Reputation: 3239
Background: In my problem, I have a data set where each row represents a particular dive, for a particular event, for a particular diver. Each with its own score, and judge.
What I want to get is the average score that a particular judge gave to each diver by country.
The Data: To illustrate what I am saying:
Event Round Diver Country Rank DiveNo Difficulty JScore Judge JCountry
1 M3mSB Final XIONG Ni CHN 1 1 3.1 8.0 RUIZ-PEDREGUERA Rolando CUB
2 M3mSB Final XIONG Ni CHN 1 1 3.1 9.0 GEAR Dennis NZL
3 M3mSB Final XIONG Ni CHN 1 1 3.1 8.5 BOYS Beverley CAN
4 M3mSB Final XIONG Ni CHN 1 1 3.1 8.5 JOHNSON Bente NOR
5 M3mSB Final XIONG Ni CHN 1 1 3.1 8.5 BOUSSARD Michel FRA
6 M3mSB Final XIONG Ni CHN 1 1 3.1 8.5 CALDERON Felix PUR
What I tried: which seems to work:
countries <- unique(x$Country[x$Judge==thisjudge])
AvgByCountry <- vector(mode = "numeric", length =length(countries))

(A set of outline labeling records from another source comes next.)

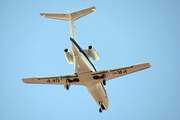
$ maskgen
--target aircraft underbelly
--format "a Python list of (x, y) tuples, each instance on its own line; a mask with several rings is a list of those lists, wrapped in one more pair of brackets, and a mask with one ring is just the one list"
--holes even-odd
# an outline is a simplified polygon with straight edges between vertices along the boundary
[(109, 107), (108, 95), (106, 89), (102, 87), (101, 83), (86, 87), (90, 92), (91, 96), (93, 97), (93, 99), (96, 101), (96, 103), (100, 105), (99, 102), (103, 102), (106, 109), (108, 109)]

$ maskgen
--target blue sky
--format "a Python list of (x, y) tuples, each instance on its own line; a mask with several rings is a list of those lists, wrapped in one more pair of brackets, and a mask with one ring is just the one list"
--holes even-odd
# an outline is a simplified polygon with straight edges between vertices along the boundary
[[(77, 20), (76, 35), (100, 55), (98, 70), (150, 62), (151, 68), (107, 82), (109, 109), (84, 86), (24, 84), (21, 78), (68, 75), (69, 23), (40, 12), (96, 6)], [(180, 1), (0, 0), (0, 119), (180, 119)]]

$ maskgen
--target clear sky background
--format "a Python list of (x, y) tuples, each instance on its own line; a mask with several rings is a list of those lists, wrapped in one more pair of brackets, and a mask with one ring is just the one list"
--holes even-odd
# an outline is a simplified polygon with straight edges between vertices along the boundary
[[(21, 78), (68, 75), (69, 23), (40, 12), (96, 6), (75, 21), (82, 48), (93, 45), (98, 70), (150, 62), (107, 82), (109, 109), (84, 86), (25, 84)], [(179, 0), (0, 0), (0, 120), (179, 120)]]

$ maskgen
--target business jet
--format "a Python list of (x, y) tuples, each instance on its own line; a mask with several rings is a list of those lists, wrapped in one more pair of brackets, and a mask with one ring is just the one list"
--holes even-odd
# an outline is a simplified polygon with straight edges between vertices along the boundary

for(i in 1:length(countries)){
AvgByCountry[i] <- mean(x$JScore[x$Country[x$Judge==thisjudge]==countries[i]])
}
names(AvgByCountry) <- countries
AvgByCountry
The Question: I understand it may not be the best loop, but is there a better way to do this? I tried sub-setting, and a few other things, but none of which gave me what I wanted.
Upvotes: 0
Views: 74
Reputation: 2313
Using data.tabe
:
library(data.table)
set.seed(100)
DT <- data.table(X = rnorm(20), "Country" = sample(c("US","UK"), 10, TRUE))
X Country
1: -0.50219235 US
2: 0.13153117 UK
3: -0.07891709 UK
4: 0.88678481 UK
5: 0.11697127 UK
6: 0.31863009 US
7: -0.58179068 UK
8: 0.71453271 UK
9: -0.82525943 US
10: -0.35986213 US
11: 0.08988614 US
12: 0.09627446 UK
13: -0.20163395 UK
14: 0.73984050 UK
15: 0.12337950 UK
16: -0.02931671 US
17: -0.38885425 UK
18: 0.51085626 UK
19: -0.91381419 US
20: 2.31029682 US
DT[, Mean:=mean(X), by= 'Country']
X Country Mean
1: -0.50219235 US 0.01104603
2: 0.13153117 UK 0.17241456
3: -0.07891709 UK 0.17241456
4: 0.88678481 UK 0.17241456
5: 0.11697127 UK 0.17241456
6: 0.31863009 US 0.01104603
7: -0.58179068 UK 0.17241456
8: 0.71453271 UK 0.17241456
9: -0.82525943 US 0.01104603
10: -0.35986213 US 0.01104603
11: 0.08988614 US 0.01104603
12: 0.09627446 UK 0.17241456
13: -0.20163395 UK 0.17241456
14: 0.73984050 UK 0.17241456
15: 0.12337950 UK 0.17241456
16: -0.02931671 US 0.01104603
17: -0.38885425 UK 0.17241456
18: 0.51085626 UK 0.17241456
19: -0.91381419 US 0.01104603
20: 2.31029682 US 0.01104603
Or as warmoverflow suggested using aggregate
aggregate(X ~ Country, data = DT, mean)
Country X
1 UK 0.17241456
2 US 0.01104603
EDIT as Update to Comment:
library(data.table)
set.seed(100)
DT <- data.table(X = rnorm(20), "Country" = sample(c("US","UK"), 10, TRUE), "Judge" = sample(c("James","Nick"), 10, TRUE)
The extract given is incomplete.